Окончательная оценка Бердяевым антропософии в трактате 1916 г. в принципе совпадает с позицией Евгении. Помимо того, некоторые места этого трактата почти буквально воспроизводят ее суждения о «духовной науке». Так, Евгения не раз упоминает о своем «ужасе» перед лицом дурно-бесконечной кармы, – тогда как Бердяев признается, что испытывает «кошмар» при мысли об этой справедливости, не знающей милосердия. Или вот Евгения подмечает, что среди русских антропософов есть «страдающие» «духа Достоевского»; но и Бердяев, имея в виду того же Андрея Белого, говорит о «русских мальчиках» Достоевского – лучших представителях антропософской среды. По-видимому, такие совпадения текстов двух авторов-друзей – следствие их страстных дебатов об антропософии.
Бердяев с Евгенией сошлись в главном убеждении: хотя в порядке природы действительно «работает» закон кармы, в благодатном порядке он не всемогущ. Евгения выразила это так, что «от Штейнера спасают Сын и Мать». А вот как то же самое, по сути, представление формулирует Бердяев: «В учении о перевоплощении есть великая истина. Карма есть закон природной жизни души. Теософия глубже проникает в строение космоса и его развития, чем традиционная церковная метафизика. Но природная истина о перевоплощении в христианстве изменяется, преображается, искупляющая благодать меняет последствия натуралистической эволюции душ, время сокращается и может быть сгущено в мгновении. Разбойник, обратившийся ко Христу, в одно мгновение изжил больше, чем изживается в бесконечных космических эволюциях»[1003]. Бердяев как бы конкретизирует тезис Евгении «от Штейнера спасают Сын и Мать»: по их любви, благодатно сокращается кармическая цепь, отчасти искупается вина, причем не исключено и то, что цепь внезапно оборвется (инкарнация благоразумного разбойника оказывается последней для этой индивидуальности, принявшей Христа). Но, подобно Евгении Герцык, Бердяев также не знает, что практически делать с законом реинкарнации. Для обоих очевидно одно: углубляться в эту «великую истину» не следует, иначе она обернется «кошмаром», сводящим с ума «ужасом» – гибелью души, как это четко формулирует Евгения. Не надо «вспоминать» свои прошлые жизни и посмертия, стремиться к «познанию высших миров», – кармическая «память» чревата скорбью и болью безлюбовного одиночества, непосильными для современного человека бесовскими искушениями, что впечатляюще показал Волошин. Бердяев еще решительнее заявляет, что даже вечный ад верований Средневековья лучше антропософского бессмертия[1004]. Индусы на протяжении веков справлялись с кармой и реинкарнацией, которые у современного европейца могут вызвать безумный ужас, – тому, надо думать, были глубинно-антропологические причины. Неслучайно, промыслительно то спасительное неведение, которым, как покровом, окружает Церковь эти вещи, – если они действительно имеют место, добавим к этому от себя.

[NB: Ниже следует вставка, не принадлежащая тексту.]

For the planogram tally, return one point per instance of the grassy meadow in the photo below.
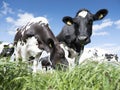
(89, 75)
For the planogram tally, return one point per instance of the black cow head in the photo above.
(82, 24)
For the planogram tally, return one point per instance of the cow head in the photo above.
(46, 41)
(83, 22)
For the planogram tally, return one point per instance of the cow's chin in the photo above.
(82, 43)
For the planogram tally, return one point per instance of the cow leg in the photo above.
(79, 55)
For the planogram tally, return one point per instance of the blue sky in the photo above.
(14, 13)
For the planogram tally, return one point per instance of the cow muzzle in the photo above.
(83, 40)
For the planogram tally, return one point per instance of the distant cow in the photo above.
(6, 49)
(34, 38)
(78, 30)
(97, 54)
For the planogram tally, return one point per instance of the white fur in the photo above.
(83, 14)
(2, 46)
(25, 50)
(71, 60)
(95, 54)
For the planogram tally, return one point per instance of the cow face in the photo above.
(82, 24)
(58, 58)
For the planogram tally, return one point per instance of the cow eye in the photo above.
(90, 22)
(50, 43)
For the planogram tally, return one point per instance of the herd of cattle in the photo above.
(36, 42)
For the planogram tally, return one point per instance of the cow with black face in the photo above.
(78, 30)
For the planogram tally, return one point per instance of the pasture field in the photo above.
(89, 75)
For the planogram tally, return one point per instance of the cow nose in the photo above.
(82, 38)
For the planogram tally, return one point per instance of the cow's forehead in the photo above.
(83, 13)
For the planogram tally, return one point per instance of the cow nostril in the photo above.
(82, 38)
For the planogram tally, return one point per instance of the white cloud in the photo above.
(104, 24)
(117, 23)
(6, 9)
(100, 33)
(22, 19)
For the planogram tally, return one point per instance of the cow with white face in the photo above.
(34, 38)
(78, 30)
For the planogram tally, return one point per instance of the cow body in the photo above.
(6, 49)
(34, 38)
(78, 30)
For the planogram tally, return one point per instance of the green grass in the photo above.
(87, 76)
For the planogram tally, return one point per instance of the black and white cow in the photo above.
(34, 38)
(78, 30)
(6, 49)
(98, 54)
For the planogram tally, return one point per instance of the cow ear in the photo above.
(68, 20)
(100, 14)
(50, 43)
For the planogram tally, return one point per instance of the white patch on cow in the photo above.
(32, 46)
(2, 46)
(83, 14)
(39, 20)
(71, 60)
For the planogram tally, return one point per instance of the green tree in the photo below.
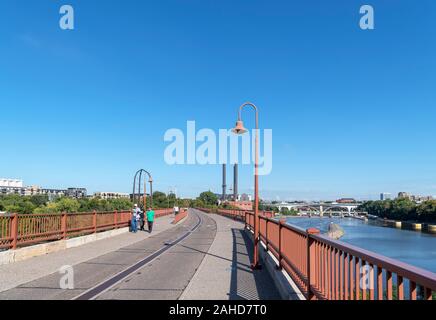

По сути, Евгения останавливается на данной церковной – антигностической точке зрения. Бердяев идет чуть дальше, но – «неверными шагами». Он хочет соединить несоединимое – традиционное христианство и теософский гнозис, когда говорит, что в духовный мир надо вступать со Христом: ведь основной принцип Штейнера – как раз отказ от Высшей поддержки, опора исключительно на силы собственного «я». По своему обыкновению, Бердяев хочет справиться с ситуацией с помощью мифологического образа. Налетают космические вихри, которые могут распылить единый лик человека, и чтобы уцелеть, современный христианин должен владеть оккультными знаниями: это представление встречается во многих трудах Бердяева. В трактате 1916 г. сквозит мысль о связи мифического «распыления» с реинкарнацией. Данной оккультной угрозе противопоставить можно только религиозную веру: «Необходимо вступить на путь духовного познания космоса, но необходимо сохранить человека в этих космических вихрях… Тайна божественной глубины защищает человека от распыляющих космических ветров»[1005]. В бердяевском дискурсе смешиваются категории метафизики и действительно позитивистской «духовной науки»: абсолют, вечность – и понятия оккультные и при этом имманентные. Отвергая Штейнеров гнозис, Бердяев не принимает и традиционно-церковного учения. Трактат «Теософия и антропософия в России» – это блестящая критика обоих воззрений, – выбора между ними Бердяев не делает.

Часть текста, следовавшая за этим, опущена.